Despite his win, analysts suggest Akufo-Addo is in a weaker position this year than when he won his first term in 2016, mostly due to economic concerns surrounding the coronavirus pandemic and the President’s failure to tackle public sector corruption.
Mixed bag when delivering on promises
Akufo-Addo made good on one of his main 2016 election campaign promises to abolish fees for senior high school education.
But he has partly or completely failed on other major promises, especially his pledge to put a hospital in every one of Ghana’s 216 districts.

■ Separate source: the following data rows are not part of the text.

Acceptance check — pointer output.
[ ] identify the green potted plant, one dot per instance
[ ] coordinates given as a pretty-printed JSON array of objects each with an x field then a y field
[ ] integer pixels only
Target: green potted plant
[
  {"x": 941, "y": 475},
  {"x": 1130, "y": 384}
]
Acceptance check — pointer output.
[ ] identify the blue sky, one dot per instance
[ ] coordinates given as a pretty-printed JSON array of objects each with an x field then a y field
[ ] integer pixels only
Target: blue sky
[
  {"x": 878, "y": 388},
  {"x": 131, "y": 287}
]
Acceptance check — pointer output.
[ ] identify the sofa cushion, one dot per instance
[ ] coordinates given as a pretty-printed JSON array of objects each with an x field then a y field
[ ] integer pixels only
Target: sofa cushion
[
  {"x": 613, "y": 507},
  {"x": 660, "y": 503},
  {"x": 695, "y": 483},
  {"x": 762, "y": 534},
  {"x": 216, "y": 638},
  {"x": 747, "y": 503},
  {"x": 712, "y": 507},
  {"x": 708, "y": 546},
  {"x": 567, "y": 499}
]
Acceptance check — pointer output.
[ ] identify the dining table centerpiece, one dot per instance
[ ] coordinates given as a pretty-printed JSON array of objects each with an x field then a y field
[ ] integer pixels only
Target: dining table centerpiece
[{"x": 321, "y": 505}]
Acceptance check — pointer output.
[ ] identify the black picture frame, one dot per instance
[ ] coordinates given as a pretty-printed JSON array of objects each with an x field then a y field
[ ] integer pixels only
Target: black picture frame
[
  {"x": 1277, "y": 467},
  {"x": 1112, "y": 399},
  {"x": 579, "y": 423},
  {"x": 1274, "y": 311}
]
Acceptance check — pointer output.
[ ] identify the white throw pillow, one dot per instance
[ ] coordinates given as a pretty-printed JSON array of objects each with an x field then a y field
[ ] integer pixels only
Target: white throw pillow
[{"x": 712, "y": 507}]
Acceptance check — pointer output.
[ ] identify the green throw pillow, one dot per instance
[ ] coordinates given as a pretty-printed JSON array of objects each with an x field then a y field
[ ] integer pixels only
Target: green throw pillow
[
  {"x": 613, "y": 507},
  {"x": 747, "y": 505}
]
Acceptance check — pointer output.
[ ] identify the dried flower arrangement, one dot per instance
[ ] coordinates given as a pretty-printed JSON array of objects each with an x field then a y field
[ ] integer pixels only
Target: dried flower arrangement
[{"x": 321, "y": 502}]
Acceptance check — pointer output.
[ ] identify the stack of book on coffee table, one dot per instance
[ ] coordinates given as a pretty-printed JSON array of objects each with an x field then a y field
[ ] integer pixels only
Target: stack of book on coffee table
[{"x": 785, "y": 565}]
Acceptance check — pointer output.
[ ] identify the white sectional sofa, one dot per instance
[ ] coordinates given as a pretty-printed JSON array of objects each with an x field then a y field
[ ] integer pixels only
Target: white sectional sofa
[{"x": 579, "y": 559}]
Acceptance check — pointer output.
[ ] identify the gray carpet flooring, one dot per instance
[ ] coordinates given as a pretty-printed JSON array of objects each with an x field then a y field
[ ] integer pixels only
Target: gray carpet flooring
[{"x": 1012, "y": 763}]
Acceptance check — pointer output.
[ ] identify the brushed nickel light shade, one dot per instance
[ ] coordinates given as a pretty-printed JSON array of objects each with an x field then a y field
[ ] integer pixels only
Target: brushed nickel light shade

Having swept to power in 2016 on an anti-corruption ticket, Akufo-Addo has faced criticism for placing Ghana’s auditor general on permanent leave after he investigated a senior minister. Anti-corruption campaigners were also critical when the special prosecutor he appointed, Martin Amidu, resigned citing political interference.
Challenges ahead
Akufo-Addo heads into his second term as president at in time when the coronavirus pandemic has hit Ghana’s economy hard.
The International Monetary Fund predicts Ghana’s economic growth to fall to 0.9%, its lowest in 30 years.
Another headache for Akufo-Addo is renewed separatist activity in eastern Ghana’s Volta region in 2020, with separatists demanding the independence of Western Togoland.
On a regional level, after being recently elected the chairman of the West African trade community ECOWAS, President Akufo-Addo will be seen as a key figure in negotiating stability in a region that has struggled to maintain cohesion.